I’m currently working on moving a Tomcat-based application into EC2. The code was written for Java 5.0. While Java 6 would probably work, I’d like to keep everything as “same” as possible, since EC2 presents its own challenges. I spun up a couple of t1.micro instances and copied everything over, including the Java 5 JDK, jdk-1_5_0_22-linux-amd64.rpm. Installing from RPM was easy, but the EC2 instance defaults to using OpenJDK 1.6:
[root@ec2 ~]# java -version java version "1.6.0_20" OpenJDK Runtime Environment (IcedTea6 1.9.10) (amazon-52.1.9.10.40.amzn1-x86_64) OpenJDK 64-Bit Server VM (build 19.0-b09, mixed mode)
There were a couple of things I had to do to get the system to accept the Sun JDK as its “real” java.
Alternatives
Red Hat’s “alternatives” system is designed to allow a system to have multiple versions of a program installed and make it easy to choose which one you want to run. Unfortunately I’ve found the syntax a bit strange and always have to Google it, so I figured I’d document it here for posterity.
So here’s the default:
[root@ec2 ~]# alternatives --config java There is 1 program that provides 'java'. Selection Command ----------------------------------------------- *+ 1 /usr/lib/jvm/jre-1.6.0-openjdk.x86_64/bin/java Enter to keep the current selection[+], or type selection number:
Here’s how to add Sun java, assuming the java binary is in /usr/java/jdk1.5.0_22/jre/bin/java (where the RPM puts it).
[root@ec2 ~]# alternatives --install /usr/bin/java java /usr/java/jdk1.5.0_22/jre/bin/java 1 [root@ec2 ~]# alternatives --config java There are 2 programs which provide 'java'. Selection Command ----------------------------------------------- *+ 1 /usr/lib/jvm/jre-1.6.0-openjdk.x86_64/bin/java 2 /usr/java/jdk1.5.0_22/jre/bin/java Enter to keep the current selection[+], or type selection number: 2 [root@ec2 ~]# java -version java version "1.5.0_22" Java(TM) 2 Runtime Environment, Standard Edition (build 1.5.0_22-b03) Java HotSpot(TM) 64-Bit Server VM (build 1.5.0_22-b03, mixed mode)

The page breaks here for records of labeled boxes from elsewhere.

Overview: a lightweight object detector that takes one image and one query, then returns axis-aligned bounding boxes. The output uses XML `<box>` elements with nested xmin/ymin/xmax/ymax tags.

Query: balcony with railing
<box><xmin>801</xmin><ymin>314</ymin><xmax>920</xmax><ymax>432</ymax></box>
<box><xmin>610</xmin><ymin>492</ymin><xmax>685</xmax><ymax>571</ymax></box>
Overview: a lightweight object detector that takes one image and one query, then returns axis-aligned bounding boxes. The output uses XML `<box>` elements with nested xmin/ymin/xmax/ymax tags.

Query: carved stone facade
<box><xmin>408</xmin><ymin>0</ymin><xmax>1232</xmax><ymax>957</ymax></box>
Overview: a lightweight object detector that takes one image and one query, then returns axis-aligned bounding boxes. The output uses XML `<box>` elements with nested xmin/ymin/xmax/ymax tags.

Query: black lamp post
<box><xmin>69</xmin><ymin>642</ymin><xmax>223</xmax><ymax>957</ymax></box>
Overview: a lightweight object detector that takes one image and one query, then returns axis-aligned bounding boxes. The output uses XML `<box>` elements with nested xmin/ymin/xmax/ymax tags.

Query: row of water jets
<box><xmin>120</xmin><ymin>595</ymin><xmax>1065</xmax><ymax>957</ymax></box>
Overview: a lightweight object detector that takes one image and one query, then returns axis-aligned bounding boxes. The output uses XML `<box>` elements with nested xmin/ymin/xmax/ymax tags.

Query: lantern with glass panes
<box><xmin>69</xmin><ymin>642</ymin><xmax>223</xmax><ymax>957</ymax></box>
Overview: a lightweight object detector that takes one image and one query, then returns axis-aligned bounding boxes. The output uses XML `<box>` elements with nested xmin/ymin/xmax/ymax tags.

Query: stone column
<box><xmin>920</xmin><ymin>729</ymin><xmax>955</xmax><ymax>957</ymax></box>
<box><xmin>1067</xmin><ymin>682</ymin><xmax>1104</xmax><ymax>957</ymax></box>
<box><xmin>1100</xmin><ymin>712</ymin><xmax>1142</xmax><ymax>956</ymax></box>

Yay! Unfortunately this doesn’t help with the other problem I had with Tomcat, which was that EC2 instances set the JAVA_HOME var to OpenJDK as well (/usr/lib/jvm/jre). Fortunately this is an easy fix as well.
Setting JAVA_HOME
The JAVA_HOME var is set in /etc/profile.d/aws-apitools-common.sh. Comment out this line:
export JAVA_HOME=/usr/lib/jvm/jre
Create a new file, /etc/profile.d/sun-java.sh, and put this in it:
export JAVA_HOME=/usr/java/jdk1.5.0_22/jre
Also in that file I added the following to instruct the JVM to process all dates in America/New_York, since that’s the timezone all of our other servers use, and it makes reading log files easier when all dates are in the same tz:
export TZ=America/New_York
(I found I had to do this even after pointing /etc/localtime to the correct zoneinfo – Java was stuck on UTC even after the rest of the system was using America/New_York.)
3 responses to “Installing Sun (Oracle) JDK 1.5 on an EC2 instance”
Great you helped me out! I'm having probelms with Jira.
Really cool doc. Nice work mate!
Thanks, this is exactly what I was looking for!